The daemon auto-starts on first Grep hook call. Run `tokenix serve` manually only to pre-warm it.

## Tool Integration Model

### Claude Code
- Config: `PreToolUse` in `~/.claude/settings.json` or project `.claude/settings.local.json` (see setup above)
- Input: `{"tool_name":"Read","tool_input":{"file_path":"src/main.rs"}}`

### GitHub Copilot
- Config: `.github/copilot-instructions.md` + VS Code-compatible `.github/hooks/hooks.json`
- Input: `{"toolName":"view","toolArgs":"{\"path\":\"src/main.rs\"}"}`
- tokenix normalizes `view`/`read``Read`

### OpenAI Codex CLI
- Config: `~/.codex/hooks.json` for `PreToolUse` Bash rewrites + optional shell helpers under `~/.codex/`

## Agent Workflow (when working on this repo)

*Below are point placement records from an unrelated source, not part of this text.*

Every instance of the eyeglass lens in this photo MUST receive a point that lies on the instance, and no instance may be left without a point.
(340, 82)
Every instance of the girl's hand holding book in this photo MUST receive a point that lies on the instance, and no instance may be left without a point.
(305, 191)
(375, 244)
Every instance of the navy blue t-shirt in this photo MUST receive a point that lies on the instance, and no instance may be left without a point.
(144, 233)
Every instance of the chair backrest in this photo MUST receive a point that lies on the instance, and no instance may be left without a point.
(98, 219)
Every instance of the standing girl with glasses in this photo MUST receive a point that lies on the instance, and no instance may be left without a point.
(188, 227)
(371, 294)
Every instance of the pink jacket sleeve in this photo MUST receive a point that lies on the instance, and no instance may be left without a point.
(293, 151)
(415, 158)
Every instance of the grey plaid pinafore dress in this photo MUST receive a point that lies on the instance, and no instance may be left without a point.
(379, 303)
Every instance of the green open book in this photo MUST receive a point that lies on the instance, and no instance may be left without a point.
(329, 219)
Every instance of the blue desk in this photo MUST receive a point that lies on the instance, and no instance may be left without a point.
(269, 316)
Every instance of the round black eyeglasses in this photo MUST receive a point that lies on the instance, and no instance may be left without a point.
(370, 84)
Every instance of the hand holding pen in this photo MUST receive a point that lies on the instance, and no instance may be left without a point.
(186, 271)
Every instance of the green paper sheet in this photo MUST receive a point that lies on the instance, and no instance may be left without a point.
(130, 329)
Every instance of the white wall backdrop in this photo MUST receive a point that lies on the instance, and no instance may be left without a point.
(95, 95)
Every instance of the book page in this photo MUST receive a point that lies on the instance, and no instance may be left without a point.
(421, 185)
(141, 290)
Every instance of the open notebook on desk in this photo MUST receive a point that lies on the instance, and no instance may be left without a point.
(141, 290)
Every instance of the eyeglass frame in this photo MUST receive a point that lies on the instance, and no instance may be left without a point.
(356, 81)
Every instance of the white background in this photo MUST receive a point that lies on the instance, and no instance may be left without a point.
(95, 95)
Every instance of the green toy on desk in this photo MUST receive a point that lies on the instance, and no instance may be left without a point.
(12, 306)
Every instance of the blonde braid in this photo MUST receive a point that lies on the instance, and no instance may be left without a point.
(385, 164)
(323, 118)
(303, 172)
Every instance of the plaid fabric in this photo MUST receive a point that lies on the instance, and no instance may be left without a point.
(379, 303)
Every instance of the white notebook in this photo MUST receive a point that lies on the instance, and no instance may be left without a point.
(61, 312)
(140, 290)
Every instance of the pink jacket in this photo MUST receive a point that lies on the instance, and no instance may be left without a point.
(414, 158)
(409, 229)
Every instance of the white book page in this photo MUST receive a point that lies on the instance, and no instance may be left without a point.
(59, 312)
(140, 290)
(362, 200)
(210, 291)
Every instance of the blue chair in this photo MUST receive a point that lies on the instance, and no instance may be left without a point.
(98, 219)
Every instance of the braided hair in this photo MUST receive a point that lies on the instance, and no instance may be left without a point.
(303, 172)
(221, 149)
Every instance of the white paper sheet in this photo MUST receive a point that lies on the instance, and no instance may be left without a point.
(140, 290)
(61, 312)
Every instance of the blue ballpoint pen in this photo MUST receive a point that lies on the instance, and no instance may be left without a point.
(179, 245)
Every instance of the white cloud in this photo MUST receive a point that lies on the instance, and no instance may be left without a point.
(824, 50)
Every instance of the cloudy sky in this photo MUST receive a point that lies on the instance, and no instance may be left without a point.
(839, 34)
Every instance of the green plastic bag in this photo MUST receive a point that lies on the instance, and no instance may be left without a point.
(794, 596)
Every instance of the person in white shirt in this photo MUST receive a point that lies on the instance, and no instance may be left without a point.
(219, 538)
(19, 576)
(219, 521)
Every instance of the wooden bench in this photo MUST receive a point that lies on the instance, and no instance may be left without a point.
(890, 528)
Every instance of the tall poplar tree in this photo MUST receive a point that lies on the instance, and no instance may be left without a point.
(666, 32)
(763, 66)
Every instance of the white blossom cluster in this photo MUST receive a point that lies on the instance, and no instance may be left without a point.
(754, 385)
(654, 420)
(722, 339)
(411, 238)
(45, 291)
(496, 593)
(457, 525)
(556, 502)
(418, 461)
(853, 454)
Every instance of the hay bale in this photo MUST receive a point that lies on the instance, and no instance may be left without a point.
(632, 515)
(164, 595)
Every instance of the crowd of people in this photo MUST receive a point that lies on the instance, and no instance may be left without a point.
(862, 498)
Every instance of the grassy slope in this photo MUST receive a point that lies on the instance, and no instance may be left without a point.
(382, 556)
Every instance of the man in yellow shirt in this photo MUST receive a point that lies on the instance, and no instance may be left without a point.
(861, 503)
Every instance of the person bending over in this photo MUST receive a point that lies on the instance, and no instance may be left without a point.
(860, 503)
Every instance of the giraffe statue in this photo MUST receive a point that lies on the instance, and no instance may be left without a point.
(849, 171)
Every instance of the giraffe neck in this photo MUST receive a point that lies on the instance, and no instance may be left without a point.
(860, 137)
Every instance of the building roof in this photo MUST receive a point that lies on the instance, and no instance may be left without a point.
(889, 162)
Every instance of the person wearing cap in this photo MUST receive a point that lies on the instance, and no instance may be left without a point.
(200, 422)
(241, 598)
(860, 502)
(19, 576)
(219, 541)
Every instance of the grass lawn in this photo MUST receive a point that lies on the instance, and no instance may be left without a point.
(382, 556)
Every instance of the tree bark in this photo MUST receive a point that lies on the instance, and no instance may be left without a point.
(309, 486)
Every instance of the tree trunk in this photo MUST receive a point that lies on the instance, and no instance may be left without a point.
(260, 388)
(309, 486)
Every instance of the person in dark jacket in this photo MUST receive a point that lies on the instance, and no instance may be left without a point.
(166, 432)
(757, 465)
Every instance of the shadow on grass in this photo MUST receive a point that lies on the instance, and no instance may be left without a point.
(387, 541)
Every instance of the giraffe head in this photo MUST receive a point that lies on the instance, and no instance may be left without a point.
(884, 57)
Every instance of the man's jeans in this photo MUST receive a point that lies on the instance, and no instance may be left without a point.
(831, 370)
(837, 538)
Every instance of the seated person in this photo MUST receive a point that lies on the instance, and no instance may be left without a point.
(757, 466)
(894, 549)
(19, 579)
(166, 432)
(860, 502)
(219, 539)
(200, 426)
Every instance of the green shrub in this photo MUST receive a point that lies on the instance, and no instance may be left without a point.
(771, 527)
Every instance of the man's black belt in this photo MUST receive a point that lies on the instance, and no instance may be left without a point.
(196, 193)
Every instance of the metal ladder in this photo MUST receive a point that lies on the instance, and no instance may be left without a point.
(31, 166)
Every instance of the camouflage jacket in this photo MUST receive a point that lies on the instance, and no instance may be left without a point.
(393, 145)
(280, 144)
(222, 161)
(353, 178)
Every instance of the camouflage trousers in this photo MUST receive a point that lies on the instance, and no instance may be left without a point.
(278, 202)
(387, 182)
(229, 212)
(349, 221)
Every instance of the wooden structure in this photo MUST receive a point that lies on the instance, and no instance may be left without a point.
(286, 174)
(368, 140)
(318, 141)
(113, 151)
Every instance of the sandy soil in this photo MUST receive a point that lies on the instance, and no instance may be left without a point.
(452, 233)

Before opening a large or unfamiliar file:

```bash
tokenix query "what you need to understand"
tokenix read <file>
```

Narrow context with:

```bash
tokenix read <file> --symbol <name>
tokenix read <file> --lines N-M
```

Only read a full file directly when tokenix shows it is small.

## Release

Releases are automated via GitHub Actions (`.github/workflows/release.yml`). Pushing to `main` auto-creates a version tag and GitHub Release with pre-built binaries for Linux, macOS, and Windows.

To trigger manually: push a commit to `main` — the workflow reads version from `Cargo.toml`.